In particular, Room provides the following benefits: Compile-time verification of SQL queries.
#SAVE DB SQLITE FULL#
Read performance is absolutely great, to the point where nobody on my team has been worried about measuring it. The Room persistence library provides an abstraction layer over SQLite to allow fluent database access while harnessing the full power of SQLite.


SQLite works a lot better for this application! The only downside was that write performance was a lot slower by default, but in my case I could mitigate that by disabling fsync() calls (fine for my application you aren't necessarily in the same position) which brought write performance up for a single BLOB to about the same as direct I/O, i.e., literally hardware limited.
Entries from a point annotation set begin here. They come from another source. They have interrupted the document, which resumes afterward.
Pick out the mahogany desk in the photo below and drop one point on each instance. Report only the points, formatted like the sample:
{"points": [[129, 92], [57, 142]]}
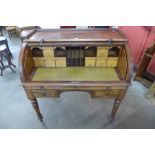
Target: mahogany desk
{"points": [[54, 61]]}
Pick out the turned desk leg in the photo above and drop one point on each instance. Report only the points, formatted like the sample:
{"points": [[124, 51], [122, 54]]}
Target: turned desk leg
{"points": [[117, 104], [36, 108], [114, 109]]}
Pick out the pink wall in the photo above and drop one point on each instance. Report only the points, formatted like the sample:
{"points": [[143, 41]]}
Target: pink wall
{"points": [[140, 38]]}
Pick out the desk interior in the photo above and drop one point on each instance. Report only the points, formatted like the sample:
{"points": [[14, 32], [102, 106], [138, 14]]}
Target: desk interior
{"points": [[75, 74]]}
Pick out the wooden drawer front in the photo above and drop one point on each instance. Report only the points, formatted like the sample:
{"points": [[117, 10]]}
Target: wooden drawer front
{"points": [[106, 93], [48, 52], [44, 93], [114, 92], [102, 51], [49, 62], [101, 93], [39, 62], [112, 61], [101, 62], [90, 62], [60, 62]]}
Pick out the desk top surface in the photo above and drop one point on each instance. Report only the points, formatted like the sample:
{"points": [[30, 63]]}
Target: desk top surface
{"points": [[75, 74], [75, 35]]}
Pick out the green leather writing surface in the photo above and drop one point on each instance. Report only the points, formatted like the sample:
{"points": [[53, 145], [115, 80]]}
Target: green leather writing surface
{"points": [[75, 74]]}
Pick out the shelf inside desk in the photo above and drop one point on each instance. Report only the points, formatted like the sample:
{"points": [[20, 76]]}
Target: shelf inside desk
{"points": [[75, 74]]}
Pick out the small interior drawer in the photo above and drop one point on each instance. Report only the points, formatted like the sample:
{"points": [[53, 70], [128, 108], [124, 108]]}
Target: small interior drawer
{"points": [[102, 51], [48, 52], [90, 61]]}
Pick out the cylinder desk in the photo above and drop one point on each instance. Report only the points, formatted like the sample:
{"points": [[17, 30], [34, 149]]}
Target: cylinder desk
{"points": [[53, 61]]}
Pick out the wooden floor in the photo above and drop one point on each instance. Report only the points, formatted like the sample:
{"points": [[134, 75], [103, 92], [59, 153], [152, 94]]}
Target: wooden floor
{"points": [[75, 74]]}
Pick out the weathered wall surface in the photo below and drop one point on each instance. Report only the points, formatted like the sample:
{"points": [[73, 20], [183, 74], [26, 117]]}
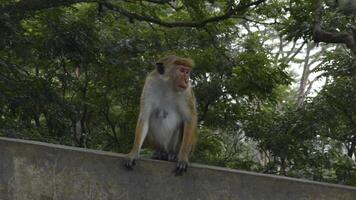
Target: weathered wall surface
{"points": [[40, 171]]}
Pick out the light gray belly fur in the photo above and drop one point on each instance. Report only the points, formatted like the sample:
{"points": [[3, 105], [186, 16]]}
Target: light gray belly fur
{"points": [[164, 127]]}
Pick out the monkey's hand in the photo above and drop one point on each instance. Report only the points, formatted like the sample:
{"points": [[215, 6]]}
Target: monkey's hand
{"points": [[181, 167], [130, 161]]}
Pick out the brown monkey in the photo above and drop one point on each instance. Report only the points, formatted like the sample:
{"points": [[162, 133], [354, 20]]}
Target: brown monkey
{"points": [[167, 113]]}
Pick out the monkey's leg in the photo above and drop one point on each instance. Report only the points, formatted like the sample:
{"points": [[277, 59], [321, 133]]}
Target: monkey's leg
{"points": [[172, 157], [140, 135], [160, 155]]}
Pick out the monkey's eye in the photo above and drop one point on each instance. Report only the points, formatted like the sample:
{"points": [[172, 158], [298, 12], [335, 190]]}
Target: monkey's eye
{"points": [[160, 68], [184, 70]]}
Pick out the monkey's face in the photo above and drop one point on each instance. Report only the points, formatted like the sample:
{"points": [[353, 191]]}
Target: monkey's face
{"points": [[182, 78]]}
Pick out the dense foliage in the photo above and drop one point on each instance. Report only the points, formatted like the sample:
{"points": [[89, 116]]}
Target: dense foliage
{"points": [[72, 74]]}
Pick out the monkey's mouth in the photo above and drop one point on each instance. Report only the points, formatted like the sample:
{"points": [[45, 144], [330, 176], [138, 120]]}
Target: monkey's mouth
{"points": [[183, 84]]}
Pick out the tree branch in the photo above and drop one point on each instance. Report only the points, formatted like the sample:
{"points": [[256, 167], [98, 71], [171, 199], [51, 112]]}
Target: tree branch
{"points": [[197, 24], [320, 35]]}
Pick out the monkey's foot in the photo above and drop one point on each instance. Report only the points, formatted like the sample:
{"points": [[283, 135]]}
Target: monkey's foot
{"points": [[130, 162], [160, 155], [172, 157], [181, 167]]}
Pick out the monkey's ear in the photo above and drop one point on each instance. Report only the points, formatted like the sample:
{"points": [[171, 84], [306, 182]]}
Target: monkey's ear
{"points": [[160, 68]]}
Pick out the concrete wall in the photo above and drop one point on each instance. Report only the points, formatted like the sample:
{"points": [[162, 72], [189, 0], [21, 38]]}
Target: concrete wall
{"points": [[40, 171]]}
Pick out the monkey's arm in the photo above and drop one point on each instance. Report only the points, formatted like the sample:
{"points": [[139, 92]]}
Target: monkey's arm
{"points": [[140, 134], [189, 140]]}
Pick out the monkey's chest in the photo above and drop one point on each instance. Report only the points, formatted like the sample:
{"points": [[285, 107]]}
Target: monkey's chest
{"points": [[165, 124]]}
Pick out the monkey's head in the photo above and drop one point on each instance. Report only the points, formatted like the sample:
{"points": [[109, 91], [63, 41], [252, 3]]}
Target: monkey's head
{"points": [[176, 70]]}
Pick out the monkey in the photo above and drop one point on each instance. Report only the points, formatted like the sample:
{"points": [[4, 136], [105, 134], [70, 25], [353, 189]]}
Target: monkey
{"points": [[168, 114]]}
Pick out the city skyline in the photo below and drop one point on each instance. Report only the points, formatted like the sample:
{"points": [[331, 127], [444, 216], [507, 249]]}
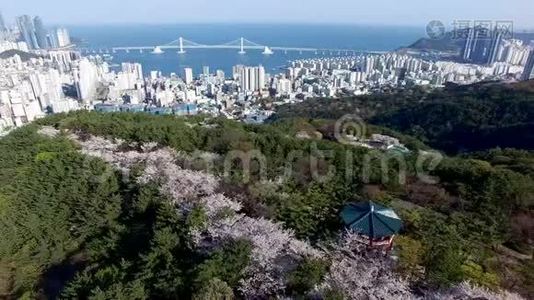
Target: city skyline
{"points": [[413, 13]]}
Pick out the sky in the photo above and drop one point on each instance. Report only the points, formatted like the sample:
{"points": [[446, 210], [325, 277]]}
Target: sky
{"points": [[375, 12]]}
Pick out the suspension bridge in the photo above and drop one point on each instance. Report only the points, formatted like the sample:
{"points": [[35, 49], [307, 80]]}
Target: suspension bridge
{"points": [[181, 45]]}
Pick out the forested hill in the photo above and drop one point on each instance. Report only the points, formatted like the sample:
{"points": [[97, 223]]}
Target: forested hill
{"points": [[454, 119], [137, 206]]}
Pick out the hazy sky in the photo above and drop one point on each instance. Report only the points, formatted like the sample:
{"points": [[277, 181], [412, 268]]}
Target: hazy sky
{"points": [[389, 12]]}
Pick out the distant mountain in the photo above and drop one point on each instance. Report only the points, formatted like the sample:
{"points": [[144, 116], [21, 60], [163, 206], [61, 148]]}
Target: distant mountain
{"points": [[23, 55], [450, 43]]}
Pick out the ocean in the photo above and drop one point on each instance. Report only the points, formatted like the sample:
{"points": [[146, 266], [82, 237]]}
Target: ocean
{"points": [[356, 37]]}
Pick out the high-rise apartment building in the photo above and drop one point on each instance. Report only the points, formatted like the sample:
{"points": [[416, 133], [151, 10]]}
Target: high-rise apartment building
{"points": [[528, 73], [482, 46], [40, 33], [2, 23], [252, 78]]}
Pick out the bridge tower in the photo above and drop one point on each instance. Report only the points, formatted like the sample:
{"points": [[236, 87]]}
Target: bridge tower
{"points": [[181, 41], [242, 47]]}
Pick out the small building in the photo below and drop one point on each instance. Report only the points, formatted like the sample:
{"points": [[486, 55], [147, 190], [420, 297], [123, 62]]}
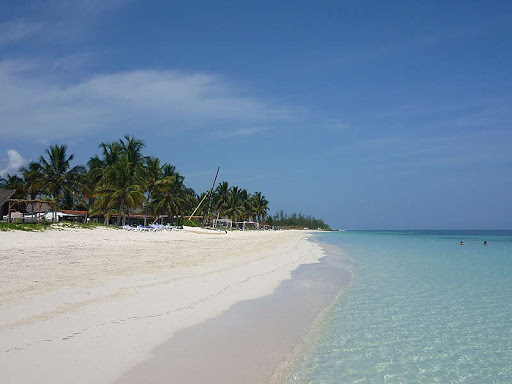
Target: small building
{"points": [[224, 223], [245, 225]]}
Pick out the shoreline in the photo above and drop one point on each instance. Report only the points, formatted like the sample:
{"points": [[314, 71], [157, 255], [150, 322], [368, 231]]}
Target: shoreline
{"points": [[73, 300], [255, 341]]}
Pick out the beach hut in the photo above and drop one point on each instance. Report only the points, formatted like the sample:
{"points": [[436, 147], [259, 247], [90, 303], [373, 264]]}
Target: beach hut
{"points": [[223, 223]]}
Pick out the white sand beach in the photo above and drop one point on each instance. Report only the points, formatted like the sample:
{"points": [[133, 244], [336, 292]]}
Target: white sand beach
{"points": [[84, 306]]}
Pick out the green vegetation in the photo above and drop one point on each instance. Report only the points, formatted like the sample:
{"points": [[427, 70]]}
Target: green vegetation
{"points": [[298, 221], [122, 181], [29, 227]]}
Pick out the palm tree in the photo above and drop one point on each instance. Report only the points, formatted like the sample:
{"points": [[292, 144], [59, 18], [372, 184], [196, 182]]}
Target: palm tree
{"points": [[260, 205], [32, 175], [235, 207], [87, 185], [17, 183], [56, 174], [122, 187], [153, 173], [221, 196]]}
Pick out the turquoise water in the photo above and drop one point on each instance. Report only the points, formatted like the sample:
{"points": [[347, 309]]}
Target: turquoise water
{"points": [[420, 309]]}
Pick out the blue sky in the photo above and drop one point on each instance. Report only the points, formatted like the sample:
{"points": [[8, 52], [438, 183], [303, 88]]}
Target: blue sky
{"points": [[369, 114]]}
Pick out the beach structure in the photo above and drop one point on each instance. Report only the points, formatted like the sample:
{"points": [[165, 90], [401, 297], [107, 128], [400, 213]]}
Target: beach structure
{"points": [[31, 210], [223, 223], [245, 225]]}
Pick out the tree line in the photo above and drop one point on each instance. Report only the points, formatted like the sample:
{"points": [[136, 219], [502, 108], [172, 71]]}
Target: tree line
{"points": [[300, 221], [122, 181]]}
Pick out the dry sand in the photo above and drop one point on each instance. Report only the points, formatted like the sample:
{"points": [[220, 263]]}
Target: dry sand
{"points": [[84, 306]]}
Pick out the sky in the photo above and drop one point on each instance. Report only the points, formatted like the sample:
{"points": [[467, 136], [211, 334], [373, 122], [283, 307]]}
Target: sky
{"points": [[368, 114]]}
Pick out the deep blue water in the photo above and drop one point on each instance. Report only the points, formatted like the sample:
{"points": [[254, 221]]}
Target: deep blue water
{"points": [[420, 309]]}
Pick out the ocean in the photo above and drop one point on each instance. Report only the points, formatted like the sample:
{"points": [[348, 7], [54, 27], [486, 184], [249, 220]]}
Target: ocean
{"points": [[420, 308]]}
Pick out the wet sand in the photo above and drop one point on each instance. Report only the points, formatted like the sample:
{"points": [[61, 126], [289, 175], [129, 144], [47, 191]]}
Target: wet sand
{"points": [[248, 342]]}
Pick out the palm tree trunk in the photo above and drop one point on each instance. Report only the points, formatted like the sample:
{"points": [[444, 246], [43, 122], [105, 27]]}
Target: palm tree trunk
{"points": [[119, 215]]}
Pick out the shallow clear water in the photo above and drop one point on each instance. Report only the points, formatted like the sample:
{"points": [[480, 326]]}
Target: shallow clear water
{"points": [[420, 309]]}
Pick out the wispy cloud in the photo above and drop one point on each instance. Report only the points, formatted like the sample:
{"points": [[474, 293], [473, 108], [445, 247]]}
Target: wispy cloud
{"points": [[16, 30], [163, 101], [12, 163]]}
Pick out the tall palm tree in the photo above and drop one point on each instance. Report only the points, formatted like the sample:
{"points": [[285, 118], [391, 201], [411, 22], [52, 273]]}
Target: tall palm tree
{"points": [[235, 208], [56, 174], [152, 175], [17, 183], [259, 205], [122, 187], [32, 175], [221, 197], [132, 148], [87, 190]]}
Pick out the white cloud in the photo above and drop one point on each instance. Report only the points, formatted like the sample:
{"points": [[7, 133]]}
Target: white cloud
{"points": [[161, 101], [12, 164], [13, 31]]}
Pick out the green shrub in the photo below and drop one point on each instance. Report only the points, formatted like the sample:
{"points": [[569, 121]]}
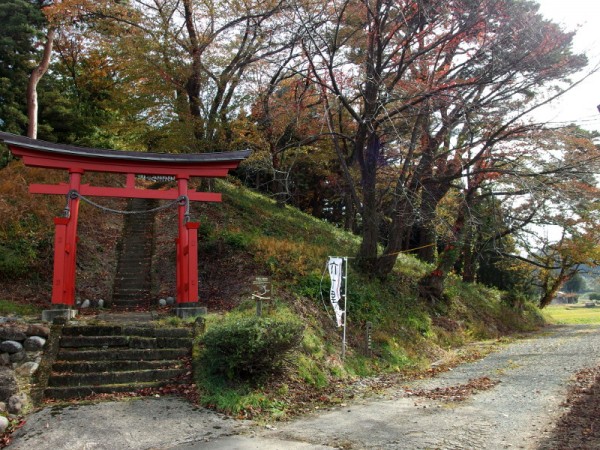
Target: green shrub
{"points": [[249, 347], [13, 264]]}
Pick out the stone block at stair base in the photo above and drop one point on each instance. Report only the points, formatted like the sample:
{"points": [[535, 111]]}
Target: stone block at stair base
{"points": [[193, 310], [48, 315]]}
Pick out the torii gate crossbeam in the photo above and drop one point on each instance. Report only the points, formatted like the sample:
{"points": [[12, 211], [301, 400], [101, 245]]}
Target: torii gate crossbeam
{"points": [[78, 160]]}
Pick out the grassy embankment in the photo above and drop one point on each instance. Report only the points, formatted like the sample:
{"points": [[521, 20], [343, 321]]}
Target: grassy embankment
{"points": [[246, 236], [572, 314], [292, 248]]}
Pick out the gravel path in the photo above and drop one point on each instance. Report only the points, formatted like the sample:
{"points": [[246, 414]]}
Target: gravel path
{"points": [[518, 412]]}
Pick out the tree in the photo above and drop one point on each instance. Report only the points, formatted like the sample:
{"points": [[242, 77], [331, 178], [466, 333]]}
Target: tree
{"points": [[22, 24], [433, 89], [187, 60], [575, 284]]}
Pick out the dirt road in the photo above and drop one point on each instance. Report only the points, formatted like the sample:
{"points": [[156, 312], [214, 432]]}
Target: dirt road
{"points": [[522, 390]]}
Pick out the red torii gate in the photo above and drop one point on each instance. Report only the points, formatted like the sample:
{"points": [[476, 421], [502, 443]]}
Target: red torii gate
{"points": [[78, 160]]}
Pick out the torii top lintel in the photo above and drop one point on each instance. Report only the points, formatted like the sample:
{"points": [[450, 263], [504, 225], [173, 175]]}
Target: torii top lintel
{"points": [[38, 153], [77, 160]]}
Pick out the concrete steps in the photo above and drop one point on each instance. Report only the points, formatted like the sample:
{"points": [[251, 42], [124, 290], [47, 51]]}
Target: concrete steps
{"points": [[100, 359], [133, 281]]}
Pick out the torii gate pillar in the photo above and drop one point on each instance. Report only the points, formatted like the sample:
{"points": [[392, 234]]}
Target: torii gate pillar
{"points": [[65, 246]]}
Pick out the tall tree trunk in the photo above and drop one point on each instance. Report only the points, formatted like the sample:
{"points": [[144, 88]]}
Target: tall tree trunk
{"points": [[34, 78], [431, 286], [367, 257]]}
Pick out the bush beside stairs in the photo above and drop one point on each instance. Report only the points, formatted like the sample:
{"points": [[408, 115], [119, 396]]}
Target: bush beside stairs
{"points": [[101, 359]]}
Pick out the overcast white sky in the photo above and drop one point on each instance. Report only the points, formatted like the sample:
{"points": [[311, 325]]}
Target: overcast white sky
{"points": [[579, 105]]}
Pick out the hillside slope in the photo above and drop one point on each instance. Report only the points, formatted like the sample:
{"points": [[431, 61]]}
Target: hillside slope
{"points": [[247, 236]]}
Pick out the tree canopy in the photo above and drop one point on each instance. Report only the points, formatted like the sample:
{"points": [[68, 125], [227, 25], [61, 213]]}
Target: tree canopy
{"points": [[409, 122]]}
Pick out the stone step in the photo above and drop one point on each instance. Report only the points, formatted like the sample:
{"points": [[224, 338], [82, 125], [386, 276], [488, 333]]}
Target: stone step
{"points": [[122, 354], [73, 392], [131, 288], [142, 298], [73, 367], [123, 341], [129, 330], [107, 378]]}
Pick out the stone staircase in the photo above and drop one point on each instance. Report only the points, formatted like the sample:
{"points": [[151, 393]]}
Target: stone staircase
{"points": [[100, 359], [133, 279]]}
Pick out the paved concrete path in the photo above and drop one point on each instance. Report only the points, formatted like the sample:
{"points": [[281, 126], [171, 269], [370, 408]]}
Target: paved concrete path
{"points": [[518, 412]]}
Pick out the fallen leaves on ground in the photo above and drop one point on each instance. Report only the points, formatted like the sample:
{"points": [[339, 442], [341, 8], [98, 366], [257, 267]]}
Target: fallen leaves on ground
{"points": [[455, 393], [578, 427]]}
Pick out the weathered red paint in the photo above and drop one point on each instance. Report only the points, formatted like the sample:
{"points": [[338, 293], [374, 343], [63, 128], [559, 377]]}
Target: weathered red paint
{"points": [[77, 161]]}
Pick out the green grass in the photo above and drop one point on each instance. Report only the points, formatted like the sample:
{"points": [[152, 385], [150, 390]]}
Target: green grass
{"points": [[572, 314]]}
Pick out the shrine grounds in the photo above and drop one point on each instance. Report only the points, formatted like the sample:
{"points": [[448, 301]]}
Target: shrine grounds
{"points": [[512, 398]]}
This was replacing a directory full of lots and lots of binary files (tens of thousands of them, each potentially quite large, enough to be really painful with most operating systems). My application (a kind of simulator) needed multigigabyte BLOBs that were built piecemeal, so I ended up using many of them and concatenating them in application space on read out (not difficult just need to keep a sequence number with each BLOB). bookmarkborder Apps that handle non-trivial amounts of structured data can benefit greatly from persisting that data locally. Updating a BLOB - including appending to it - is expensive. Save data in a local database using Room Part of Android Jetpack. My experience is that BLOBs are just fine up to a gigabyte in size, provided you write to them only when you are creating them. Is it feasible to use SQLite as a store of such Images and Files saveRDS (data, 'myfilename.